A research brief from the Urban Parks Institute
Research in the field of play reveals a dichotomy on how play is viewed. Most of the field is focused on play equipment, together with safety, liability and cost issues, while a smaller but increasingly vocal group of play experts (including environmental psychologists, child development specialists, landscape architects, educators) are advocating a reassessment of the play environment. Redesigning traditional playgrounds, (the familiar swings, slides and jungle gyms offering gross-motor play activities, often isolated from other activities) does not often result in significantly improved play opportunities; play experts recommend play environments which can answer to the needs of the community and individual users. They advocate the need to address the changing lives of children, families and the relationships with their environment in order to present more appropriate and fun play places.
Play experts contend that it is not only the lack of safe open space that has left many cities with lackluster play options, but some basic misconceptions about play itself. They say, to a child, play is serious work -- a time to learn, discover, and create within an environment that is open to manipulation. This explains why more children prefer informal neighborhood places such as vacant lots and back alleys to organized playgrounds (Moore, 1985). While streets, greenways, and fields offer an endless range of activities and make-believe, most playgrounds force a child into a strict set of repeated motions.
At the same time, this type of unsupervised (and what experts call "unstructured") play in the streets, woods and vacant lots, which defined the childhoods of earlier generations, is becoming ever more rare as parents fear for their children's safety. In addition, the nature of unstructured play often does not gel with the busy programmed life of many families. Children are increasingly compartmentalized in a daily routine of shuttling between child-only settings; from childcare centers, to schools, to after school programs. To many adults, play is only a leftover time during which a child must be kept busy and out of mischief: yet another programmed activity to fit into a busy schedule (Friedberg).
Experts have found that parents and parks departments are depending more than ever on organized play spaces with equipment and recreation facilities, such as playgrounds, schoolyards and indoor play gyms. Teenagers, too, are generally steered to basketball courts or recreational facilities which are seen as a panacea for idle "at-risk" youth. But since they are quickly bored with these options, teens often turn to the streets as a place they can turn into their own -- either by hanging out on the corner or skateboarding across sidewalks, stoops and plazas.
Research shows the play areas that are most satisfying reproduce the type of play previously experienced in the woods, streets and vacant lots, rather focusing solely on equipment (Hart). These play areas, commonly called adventure playgrounds (see below), depend on "loose parts," such as water, sand, balls, and other manipulable materials.

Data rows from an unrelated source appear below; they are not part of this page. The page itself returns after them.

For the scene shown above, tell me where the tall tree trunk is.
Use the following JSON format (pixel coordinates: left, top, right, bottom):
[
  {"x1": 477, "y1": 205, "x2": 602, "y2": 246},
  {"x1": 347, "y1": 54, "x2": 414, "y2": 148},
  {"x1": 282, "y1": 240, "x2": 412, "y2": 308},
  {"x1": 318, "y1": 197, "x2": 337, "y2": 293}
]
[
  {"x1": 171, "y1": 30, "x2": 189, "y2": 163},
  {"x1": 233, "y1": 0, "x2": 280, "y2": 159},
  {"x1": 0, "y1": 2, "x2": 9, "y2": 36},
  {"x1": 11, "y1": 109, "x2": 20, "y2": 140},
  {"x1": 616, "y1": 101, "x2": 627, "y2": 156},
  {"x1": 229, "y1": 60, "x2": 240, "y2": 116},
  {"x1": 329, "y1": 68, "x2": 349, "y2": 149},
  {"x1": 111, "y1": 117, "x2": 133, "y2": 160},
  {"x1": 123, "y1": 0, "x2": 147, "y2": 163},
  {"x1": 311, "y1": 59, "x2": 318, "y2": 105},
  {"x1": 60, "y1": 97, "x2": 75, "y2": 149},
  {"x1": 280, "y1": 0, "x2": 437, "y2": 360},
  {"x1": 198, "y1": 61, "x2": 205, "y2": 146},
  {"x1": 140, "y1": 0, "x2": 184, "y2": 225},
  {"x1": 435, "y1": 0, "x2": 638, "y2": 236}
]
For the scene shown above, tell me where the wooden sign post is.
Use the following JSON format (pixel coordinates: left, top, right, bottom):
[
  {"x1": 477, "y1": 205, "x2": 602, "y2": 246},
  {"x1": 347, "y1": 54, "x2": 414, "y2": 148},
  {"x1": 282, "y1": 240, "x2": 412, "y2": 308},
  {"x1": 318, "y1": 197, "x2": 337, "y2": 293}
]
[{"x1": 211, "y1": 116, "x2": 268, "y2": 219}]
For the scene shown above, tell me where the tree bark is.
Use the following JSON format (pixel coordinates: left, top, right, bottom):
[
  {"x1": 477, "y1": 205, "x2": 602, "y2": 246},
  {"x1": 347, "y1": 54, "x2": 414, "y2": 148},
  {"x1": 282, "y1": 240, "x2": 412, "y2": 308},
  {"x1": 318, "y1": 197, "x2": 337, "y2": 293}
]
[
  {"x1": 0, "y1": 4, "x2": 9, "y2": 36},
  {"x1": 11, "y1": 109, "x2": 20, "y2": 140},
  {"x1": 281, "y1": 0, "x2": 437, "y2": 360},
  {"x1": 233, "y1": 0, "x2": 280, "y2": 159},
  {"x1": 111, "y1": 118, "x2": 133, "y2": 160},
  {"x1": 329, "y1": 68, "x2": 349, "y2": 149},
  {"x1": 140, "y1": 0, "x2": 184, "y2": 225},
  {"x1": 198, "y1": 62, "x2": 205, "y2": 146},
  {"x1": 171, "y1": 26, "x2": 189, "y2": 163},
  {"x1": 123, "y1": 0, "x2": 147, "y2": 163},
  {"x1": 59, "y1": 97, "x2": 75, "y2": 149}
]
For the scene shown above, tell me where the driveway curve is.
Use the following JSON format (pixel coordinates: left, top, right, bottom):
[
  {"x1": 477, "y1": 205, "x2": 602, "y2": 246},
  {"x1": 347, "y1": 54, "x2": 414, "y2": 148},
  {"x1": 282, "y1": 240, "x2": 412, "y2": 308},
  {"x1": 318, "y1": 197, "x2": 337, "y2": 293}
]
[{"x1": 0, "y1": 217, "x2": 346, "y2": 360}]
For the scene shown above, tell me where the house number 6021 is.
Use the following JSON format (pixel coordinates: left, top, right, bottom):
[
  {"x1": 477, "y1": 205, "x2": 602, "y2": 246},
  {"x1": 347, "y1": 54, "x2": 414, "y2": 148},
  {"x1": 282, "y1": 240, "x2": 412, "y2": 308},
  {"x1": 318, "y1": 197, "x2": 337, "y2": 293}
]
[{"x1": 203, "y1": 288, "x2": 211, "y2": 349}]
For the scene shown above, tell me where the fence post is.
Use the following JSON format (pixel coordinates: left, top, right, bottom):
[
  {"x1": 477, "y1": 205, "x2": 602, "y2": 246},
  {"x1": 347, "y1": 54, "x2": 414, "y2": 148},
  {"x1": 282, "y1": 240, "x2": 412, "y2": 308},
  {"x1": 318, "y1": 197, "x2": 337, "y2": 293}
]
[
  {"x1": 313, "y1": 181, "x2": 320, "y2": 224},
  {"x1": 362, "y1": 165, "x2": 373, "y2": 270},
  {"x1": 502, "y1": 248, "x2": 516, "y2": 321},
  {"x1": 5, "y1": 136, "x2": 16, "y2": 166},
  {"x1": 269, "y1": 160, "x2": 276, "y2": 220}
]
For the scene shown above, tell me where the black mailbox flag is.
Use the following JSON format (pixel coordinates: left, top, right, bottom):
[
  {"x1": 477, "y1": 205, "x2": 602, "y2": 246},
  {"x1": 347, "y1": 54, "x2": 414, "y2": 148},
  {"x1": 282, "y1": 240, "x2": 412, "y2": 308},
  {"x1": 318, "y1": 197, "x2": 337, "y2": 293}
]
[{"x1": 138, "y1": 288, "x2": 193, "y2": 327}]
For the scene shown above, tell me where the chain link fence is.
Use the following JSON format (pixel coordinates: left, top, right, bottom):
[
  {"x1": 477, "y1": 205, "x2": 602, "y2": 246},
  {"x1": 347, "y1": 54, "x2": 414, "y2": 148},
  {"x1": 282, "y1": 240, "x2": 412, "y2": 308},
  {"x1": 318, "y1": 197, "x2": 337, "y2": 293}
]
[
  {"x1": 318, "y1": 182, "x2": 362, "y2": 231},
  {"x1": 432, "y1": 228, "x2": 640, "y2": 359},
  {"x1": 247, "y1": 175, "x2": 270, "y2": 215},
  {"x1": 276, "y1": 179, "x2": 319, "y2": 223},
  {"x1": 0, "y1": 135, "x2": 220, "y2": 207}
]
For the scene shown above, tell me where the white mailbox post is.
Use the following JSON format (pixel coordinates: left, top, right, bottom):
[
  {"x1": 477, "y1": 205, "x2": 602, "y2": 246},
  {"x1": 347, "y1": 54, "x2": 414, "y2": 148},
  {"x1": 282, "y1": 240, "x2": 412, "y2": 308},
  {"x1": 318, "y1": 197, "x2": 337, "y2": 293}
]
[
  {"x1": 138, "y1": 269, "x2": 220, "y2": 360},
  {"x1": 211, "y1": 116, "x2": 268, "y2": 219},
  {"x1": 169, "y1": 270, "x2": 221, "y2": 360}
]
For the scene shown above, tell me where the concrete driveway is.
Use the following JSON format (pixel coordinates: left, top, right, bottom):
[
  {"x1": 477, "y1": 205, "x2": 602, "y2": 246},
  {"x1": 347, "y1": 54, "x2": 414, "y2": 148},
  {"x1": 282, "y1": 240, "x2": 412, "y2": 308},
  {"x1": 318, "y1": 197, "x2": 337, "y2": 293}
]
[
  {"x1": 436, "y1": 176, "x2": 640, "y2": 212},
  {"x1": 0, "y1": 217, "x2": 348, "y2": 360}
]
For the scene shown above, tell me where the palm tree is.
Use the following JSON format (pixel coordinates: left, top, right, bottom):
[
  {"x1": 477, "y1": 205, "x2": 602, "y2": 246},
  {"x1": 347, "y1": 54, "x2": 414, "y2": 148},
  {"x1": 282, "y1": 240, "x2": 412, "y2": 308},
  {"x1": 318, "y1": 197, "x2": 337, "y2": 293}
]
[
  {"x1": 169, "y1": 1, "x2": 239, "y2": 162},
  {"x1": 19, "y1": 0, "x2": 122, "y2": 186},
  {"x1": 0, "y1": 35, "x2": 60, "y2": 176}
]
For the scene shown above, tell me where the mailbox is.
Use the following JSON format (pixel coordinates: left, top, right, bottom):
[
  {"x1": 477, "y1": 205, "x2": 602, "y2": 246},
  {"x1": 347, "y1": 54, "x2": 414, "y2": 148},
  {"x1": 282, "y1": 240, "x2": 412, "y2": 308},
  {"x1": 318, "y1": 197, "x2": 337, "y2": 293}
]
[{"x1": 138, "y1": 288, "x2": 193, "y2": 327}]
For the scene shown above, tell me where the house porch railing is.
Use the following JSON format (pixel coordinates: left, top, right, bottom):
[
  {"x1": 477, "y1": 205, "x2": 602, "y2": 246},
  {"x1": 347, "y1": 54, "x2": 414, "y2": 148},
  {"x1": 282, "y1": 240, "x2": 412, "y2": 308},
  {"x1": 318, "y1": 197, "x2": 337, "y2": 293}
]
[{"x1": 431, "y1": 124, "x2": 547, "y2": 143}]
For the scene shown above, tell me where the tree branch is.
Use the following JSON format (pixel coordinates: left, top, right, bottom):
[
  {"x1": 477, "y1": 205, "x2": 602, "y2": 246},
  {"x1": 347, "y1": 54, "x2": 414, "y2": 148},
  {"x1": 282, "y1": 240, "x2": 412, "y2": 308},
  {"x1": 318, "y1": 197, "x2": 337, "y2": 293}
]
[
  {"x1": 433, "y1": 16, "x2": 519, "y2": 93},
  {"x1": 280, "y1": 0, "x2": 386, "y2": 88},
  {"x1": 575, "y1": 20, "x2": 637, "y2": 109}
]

In addition, research reveals that successful play areas offer the opportunity for interaction between age groups by offering something for everyone. Such places link play for different ages with social activities like eating and drinking. Providing leisure activities and social opportunities for adults also means that parents will stay longer, giving children more play time. For example, Isadora's Restaurant at Granville Island, a park in Vancouver, BC, is situated so that a water park, picnic area, grassy fields and play structures are in easy view of the restaurant's patio cafe. Parents can socialize over coffee while watching their children in a variety of play environments. Also, the Alice in Wonderland statue in Central Park is a place where all ages can climb or pose for pictures. A concession stand with tables and chairs nearby provides a place to get a snack and a chance to sit, eat, watch and socialize.